The lack of education points to a basic challenge for the United States, as it tries to expand the Afghan army in the hopes that U.S. and allied forces can one day withdraw. Just as in Iraq — and perhaps even more so — the U.S. is finding it no small task to recruit, train and equip a force that is large and competent enough to operate successfully on its own.
“I face difficulties. If someone calls me and tells me to go somewhere, I can’t read the street signs,” Ahmadi, 27, a member of a logistics battalion, said while walking through downtown Kabul. “In our basic training, we learned a lot. Some of my colleagues who can read and write can take notes, but I’ve forgotten a lot of things, the types of things that might be able to save my life.”
This strikes me as an object lesson in the importance of realistic goal-setting. The Afghan National Army is largely illiterate because Afghanistan is largely illiterate.

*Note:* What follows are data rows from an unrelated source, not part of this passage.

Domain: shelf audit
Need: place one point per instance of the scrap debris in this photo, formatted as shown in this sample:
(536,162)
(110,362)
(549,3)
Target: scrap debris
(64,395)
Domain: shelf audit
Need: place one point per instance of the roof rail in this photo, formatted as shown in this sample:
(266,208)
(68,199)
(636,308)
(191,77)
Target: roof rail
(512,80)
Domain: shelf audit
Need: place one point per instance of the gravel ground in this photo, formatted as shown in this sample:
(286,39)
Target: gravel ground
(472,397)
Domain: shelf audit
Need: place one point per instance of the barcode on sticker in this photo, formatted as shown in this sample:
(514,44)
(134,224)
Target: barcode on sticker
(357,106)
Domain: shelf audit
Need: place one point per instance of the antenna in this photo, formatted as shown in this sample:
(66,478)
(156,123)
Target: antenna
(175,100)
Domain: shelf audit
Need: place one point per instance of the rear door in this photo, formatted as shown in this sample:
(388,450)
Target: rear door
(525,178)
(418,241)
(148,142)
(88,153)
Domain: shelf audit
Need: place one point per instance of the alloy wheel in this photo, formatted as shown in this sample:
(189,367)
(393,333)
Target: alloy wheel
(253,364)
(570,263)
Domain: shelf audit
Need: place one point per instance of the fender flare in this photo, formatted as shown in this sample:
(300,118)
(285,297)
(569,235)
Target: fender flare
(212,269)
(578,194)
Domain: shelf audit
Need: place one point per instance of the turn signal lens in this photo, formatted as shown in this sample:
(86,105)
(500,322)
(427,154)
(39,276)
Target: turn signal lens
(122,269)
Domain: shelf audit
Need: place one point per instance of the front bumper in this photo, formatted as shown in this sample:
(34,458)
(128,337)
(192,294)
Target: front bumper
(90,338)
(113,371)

So while there’s a real problem here, it’s also a problem that the Taliban and the Haqqani network and Hekmatyar and everyone else need to grapple with. So looked at one way, this isn’t a huge problem. We don’t need an ANA that’s an effective military according to some abstract standard, we just need an ANA that’s not likely to be overrun by its adversaries. But if we have the more ambitious goal of created an effectively administered centralized state, then the lack of literacy becomes a huge problem. And a problem without an obvious solution on a realistic time frame.